Movie Review: “Django Unchained”
Tarantino, oh Tarantino. Always you. The one who mastered the abstract art of generating the craziest feelings to unknown individuals across the globe. Quentin is the director of masterpieces such as “Pulp Fiction”, “Reservoir Dogs”, “Kill Bill” and “Inglorious Bastards.” It is safe to say every Tarantino movie is an experience; he makes you feel alive at each climax scene.
It is a compelling mixture of feelings that every single human being must experience before dying. The movie at spotlight here is the great “Django Unchained”, directed and written by Quentin Tarantino, featuring nonetheless than Leonardo DiCaprio as ‘Calvin Candie’, Jamie Foxx as the ‘Django’, Samuel L. Jackson as ‘servant Stephen’ and the great Cristoph Waltz as ‘Dr. King Schultz’. The film revolves around Django (Jamie Foxx), a black man in the United States before the Civil War. The film is a western in itself, with many moments that refer to the old ‘bang bang’, especially the time of Spaghetti Westerns.
The conceptual aspect of the experience portraited in vigorous fashion the absolute separation between whites and Black people back before the civil war, the film manages to emphasize this perfectly, and the latent contempt of whites for Blacks is perfectly visible. As the saying ‘first impression matters’, the film certainly catches your attention right away at the opening scene, within the sound of a unique vivid soundtrack, Dr.

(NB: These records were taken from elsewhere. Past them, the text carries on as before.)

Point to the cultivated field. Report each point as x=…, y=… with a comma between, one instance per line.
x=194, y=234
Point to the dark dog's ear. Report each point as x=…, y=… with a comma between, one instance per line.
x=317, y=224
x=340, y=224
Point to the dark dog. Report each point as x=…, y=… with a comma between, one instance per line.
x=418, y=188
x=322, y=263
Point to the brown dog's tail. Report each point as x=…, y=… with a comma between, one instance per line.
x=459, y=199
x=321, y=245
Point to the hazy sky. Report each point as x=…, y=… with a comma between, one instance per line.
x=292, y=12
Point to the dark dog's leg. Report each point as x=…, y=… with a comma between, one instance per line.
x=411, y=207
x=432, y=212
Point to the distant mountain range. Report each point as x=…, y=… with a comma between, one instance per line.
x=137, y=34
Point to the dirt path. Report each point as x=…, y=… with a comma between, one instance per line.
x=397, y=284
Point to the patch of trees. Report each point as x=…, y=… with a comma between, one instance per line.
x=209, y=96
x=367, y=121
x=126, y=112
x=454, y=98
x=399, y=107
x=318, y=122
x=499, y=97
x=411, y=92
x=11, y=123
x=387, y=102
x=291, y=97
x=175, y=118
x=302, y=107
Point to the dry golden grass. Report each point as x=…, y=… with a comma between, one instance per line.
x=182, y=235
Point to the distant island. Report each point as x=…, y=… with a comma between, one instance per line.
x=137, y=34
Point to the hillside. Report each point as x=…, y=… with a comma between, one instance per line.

Schultz meets with its co-protagonist Django in a very unique fashion. Both protagonists pave their journey in the movie within business partners. The Dr. is a bounty hunter as needs to find a trio of bandits known as the ‘Little Brothers’, in which Django knows really well. Therefore, Django becomes a bounty hunter and rides a horse. The despair and fear of people seeing a Black man on a horse is overwhelming. This fear on the part of whites of a Black man being above them is once again quite evident all the time. And this is easily perceived by the character of Leonardo DiCaprio, a farmer slave master, who even wonders why Black people don’t revolt, after all, there are many more of them there (on the farm) than whites.

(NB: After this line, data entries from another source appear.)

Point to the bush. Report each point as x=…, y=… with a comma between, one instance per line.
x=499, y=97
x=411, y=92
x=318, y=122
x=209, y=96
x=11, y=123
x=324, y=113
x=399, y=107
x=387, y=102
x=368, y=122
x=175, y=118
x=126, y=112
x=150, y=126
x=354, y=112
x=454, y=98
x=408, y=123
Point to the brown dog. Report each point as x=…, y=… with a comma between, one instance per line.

DiCaprio, however, finds the answer in a suspicious science, which says that Blacks people have skull marks that dedicate them to servitude. This is another point that made me think, as slavery over time was becoming more and more justified. Prisoners of war, people of another race/color, people without God in their hearts… and this scientific motive can easily join this list of fallacies that seek to justify a heinous act of owning a human being.

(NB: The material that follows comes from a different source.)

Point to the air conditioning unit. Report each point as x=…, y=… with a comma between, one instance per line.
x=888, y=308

This subservience is completely rejected by Django who begins a wave of revenge, with a lot of gunfire, scattered guts, explosions and a whole lot of fake blood! In that sense it is undeniable that Tarantino is a master. No one can create such interesting and captivating violence as he can. It was never so funny to watch that dramatic gore, and not because it is exaggerated, but because it was intended to look funny. And it really makes you thinking, how these types of scenes can be so funny, I’ve never felt that way!
Django Unchained is such an overwhelming experience, in a great way of course! It is a very long movie, but everything is perfect, the film starts right away with a jaw dropping cast, not mentioning on the multi-millionaire budget, in which certainly half of it was solely dedicated to fake blood purchases. It is the ultimate bundle, an extremely fruitful historical context into a mentally defying concept/ideal challenge acted by absurdly talented legends of Hollywood history at an actual real time social dilemma of on-going social barriers that actually portrayed it in a very interesting and joyful almost three-hour life changing experience. Wow, let me take a breather. Now that I’ve regained my breath, just please, watch it before you die!